Ils vont aussi mettre en place un canal de communication d'urgence au plus haut niveau, une sorte de "téléphone rouge" à trois combinés dans une région qui vit sous la menace du programme nucléaire nord-coréen et qui redoute une invasion de Taïwan par la Chine.
Affiner votre nez
Pékin ne cache pas son hostilité face à ce nouveau dialogue à trois.
Le ministre chinois des Affaires étrangères Wang Yi a par exemple mis en garde récemment Séoul et Tokyo: "Vous pouvez blondir vos cheveux ou faire affiner votre nez autant que vous voulez, vous ne serez jamais Européens ou Occidentaux, vous ne pouvez pas devenir des Occidentaux.
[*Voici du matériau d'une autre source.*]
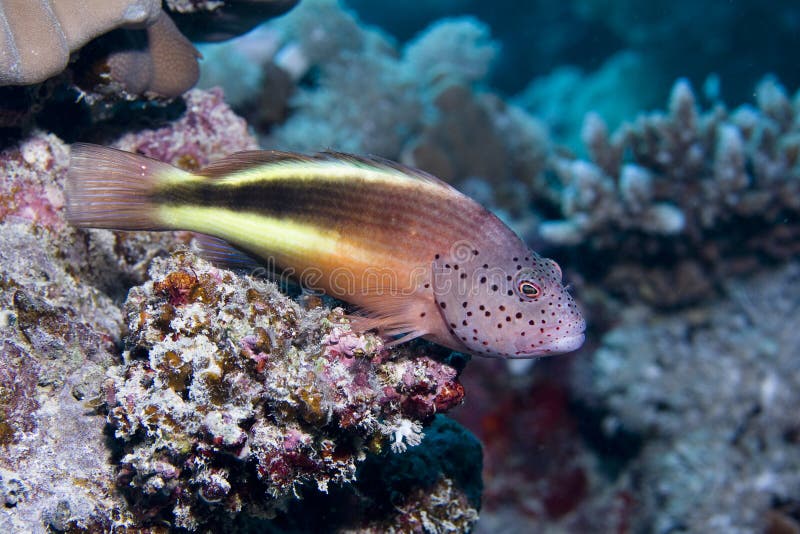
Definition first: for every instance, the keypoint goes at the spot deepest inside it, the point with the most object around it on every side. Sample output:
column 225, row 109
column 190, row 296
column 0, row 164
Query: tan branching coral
column 147, row 55
column 38, row 36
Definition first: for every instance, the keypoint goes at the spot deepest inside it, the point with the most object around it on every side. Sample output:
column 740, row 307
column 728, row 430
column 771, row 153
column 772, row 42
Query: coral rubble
column 235, row 399
column 683, row 198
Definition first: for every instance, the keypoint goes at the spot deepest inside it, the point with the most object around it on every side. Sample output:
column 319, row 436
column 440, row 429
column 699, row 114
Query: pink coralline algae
column 234, row 399
column 207, row 131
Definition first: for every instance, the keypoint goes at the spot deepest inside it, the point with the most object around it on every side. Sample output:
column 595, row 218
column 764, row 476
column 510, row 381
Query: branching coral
column 233, row 398
column 694, row 195
column 715, row 392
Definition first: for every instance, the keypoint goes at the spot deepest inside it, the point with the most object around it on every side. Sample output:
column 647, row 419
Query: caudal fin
column 110, row 188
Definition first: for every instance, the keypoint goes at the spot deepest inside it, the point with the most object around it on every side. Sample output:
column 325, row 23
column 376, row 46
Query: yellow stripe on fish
column 418, row 257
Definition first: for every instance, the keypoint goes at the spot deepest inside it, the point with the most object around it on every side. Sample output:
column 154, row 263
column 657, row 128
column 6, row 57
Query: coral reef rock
column 234, row 399
column 714, row 391
column 670, row 205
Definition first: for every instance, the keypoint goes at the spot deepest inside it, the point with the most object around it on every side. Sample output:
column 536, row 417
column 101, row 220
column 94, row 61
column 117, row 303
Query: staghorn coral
column 60, row 326
column 41, row 37
column 418, row 104
column 217, row 20
column 233, row 399
column 207, row 131
column 694, row 195
column 70, row 65
column 714, row 392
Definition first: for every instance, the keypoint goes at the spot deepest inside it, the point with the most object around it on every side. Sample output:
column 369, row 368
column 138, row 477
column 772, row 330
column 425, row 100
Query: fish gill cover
column 677, row 228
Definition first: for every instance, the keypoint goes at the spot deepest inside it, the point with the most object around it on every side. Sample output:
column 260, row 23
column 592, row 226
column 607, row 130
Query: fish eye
column 529, row 289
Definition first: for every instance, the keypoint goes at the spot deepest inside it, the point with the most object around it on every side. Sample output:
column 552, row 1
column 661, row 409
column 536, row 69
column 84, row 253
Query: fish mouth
column 556, row 346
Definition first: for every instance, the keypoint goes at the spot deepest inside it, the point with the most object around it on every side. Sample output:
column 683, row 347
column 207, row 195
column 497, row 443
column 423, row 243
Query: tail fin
column 109, row 188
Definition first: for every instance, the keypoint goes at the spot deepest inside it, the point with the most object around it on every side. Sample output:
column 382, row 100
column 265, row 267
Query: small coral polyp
column 234, row 398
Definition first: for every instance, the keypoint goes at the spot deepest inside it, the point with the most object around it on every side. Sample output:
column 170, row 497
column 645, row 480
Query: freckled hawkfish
column 416, row 256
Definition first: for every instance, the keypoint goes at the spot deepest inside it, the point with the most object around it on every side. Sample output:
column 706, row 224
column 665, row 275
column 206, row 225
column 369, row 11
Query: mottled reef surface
column 201, row 397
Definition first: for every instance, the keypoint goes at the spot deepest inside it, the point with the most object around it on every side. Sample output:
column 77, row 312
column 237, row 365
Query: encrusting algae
column 416, row 256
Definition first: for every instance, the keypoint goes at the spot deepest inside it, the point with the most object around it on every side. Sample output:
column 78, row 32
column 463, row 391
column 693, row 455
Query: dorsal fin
column 379, row 163
column 248, row 159
column 241, row 161
column 223, row 254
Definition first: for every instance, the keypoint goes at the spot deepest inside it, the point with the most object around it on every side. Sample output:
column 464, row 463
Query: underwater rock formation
column 88, row 62
column 714, row 393
column 234, row 399
column 693, row 195
column 41, row 36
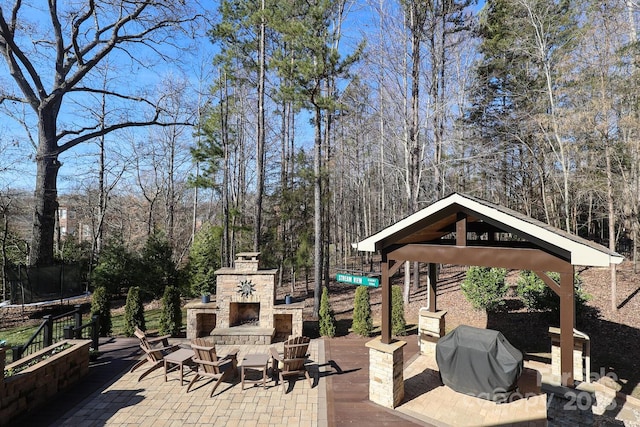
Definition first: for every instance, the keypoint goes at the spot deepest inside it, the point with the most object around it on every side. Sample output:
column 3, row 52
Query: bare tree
column 51, row 56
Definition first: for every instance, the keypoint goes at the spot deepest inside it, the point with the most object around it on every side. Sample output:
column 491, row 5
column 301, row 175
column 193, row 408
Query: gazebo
column 464, row 230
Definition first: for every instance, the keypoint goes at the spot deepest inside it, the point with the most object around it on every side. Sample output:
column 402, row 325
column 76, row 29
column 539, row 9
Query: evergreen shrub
column 536, row 295
column 485, row 288
column 101, row 305
column 398, row 322
column 133, row 312
column 362, row 320
column 171, row 315
column 327, row 318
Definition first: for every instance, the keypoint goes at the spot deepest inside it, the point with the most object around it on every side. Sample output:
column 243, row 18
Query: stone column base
column 386, row 365
column 581, row 355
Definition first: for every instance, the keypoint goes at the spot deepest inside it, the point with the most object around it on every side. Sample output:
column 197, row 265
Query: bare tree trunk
column 46, row 192
column 317, row 211
column 260, row 133
column 612, row 226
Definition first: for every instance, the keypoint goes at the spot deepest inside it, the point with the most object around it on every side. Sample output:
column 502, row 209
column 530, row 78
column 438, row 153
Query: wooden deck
column 348, row 392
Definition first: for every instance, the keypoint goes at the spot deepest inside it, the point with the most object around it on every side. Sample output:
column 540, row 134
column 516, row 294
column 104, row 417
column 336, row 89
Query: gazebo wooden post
column 386, row 361
column 567, row 323
column 433, row 278
column 386, row 301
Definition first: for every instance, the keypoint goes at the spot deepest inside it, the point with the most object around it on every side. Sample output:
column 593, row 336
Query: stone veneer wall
column 581, row 356
column 431, row 327
column 386, row 380
column 29, row 388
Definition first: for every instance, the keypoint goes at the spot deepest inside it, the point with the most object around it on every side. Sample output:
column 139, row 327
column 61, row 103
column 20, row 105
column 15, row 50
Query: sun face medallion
column 246, row 288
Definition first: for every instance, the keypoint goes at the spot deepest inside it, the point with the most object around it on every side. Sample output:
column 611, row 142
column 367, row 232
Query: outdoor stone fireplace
column 245, row 308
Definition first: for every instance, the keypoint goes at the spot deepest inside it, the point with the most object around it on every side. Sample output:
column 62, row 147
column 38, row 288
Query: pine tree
column 327, row 318
column 133, row 312
column 362, row 321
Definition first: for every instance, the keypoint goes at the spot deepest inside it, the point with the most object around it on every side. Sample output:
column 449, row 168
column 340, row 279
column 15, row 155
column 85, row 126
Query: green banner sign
column 358, row 280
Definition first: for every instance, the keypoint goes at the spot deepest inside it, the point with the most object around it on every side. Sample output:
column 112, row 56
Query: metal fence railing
column 56, row 328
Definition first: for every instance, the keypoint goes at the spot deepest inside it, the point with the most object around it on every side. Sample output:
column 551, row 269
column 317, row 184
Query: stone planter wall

Nous devons savoir où sont nos racines".
Il a appelé la Chine, la Corée du Sud et le Japon à "travailler ensemble".
Washington parie que le Japon et la Corée du Sud sont prêts à se tourner vers l'Occident, et l'un vers l'autre, en dépit des marques laissées par la colonisation brutale de la péninsule coréenne entre 1910 et 1945.
La Maison Blanche sait que le rapprochement ne fait pas l'unanimité dans l'opinion publique, qu'elle soit coréenne ou japonaise.
"Vous avez été au rendez-vous", a dit Joe Biden à ses deux interlocuteurs vendredi, en se disant "profondément reconnaissant".
Le défi pour Washington, et le grand enjeu du sommet de vendredi, est de faire durer la relation trilatérale au-delà des changements de dirigeants. Le président sud-coréen, par exemple, finit son mandat en 2027 et ne peut être réélu.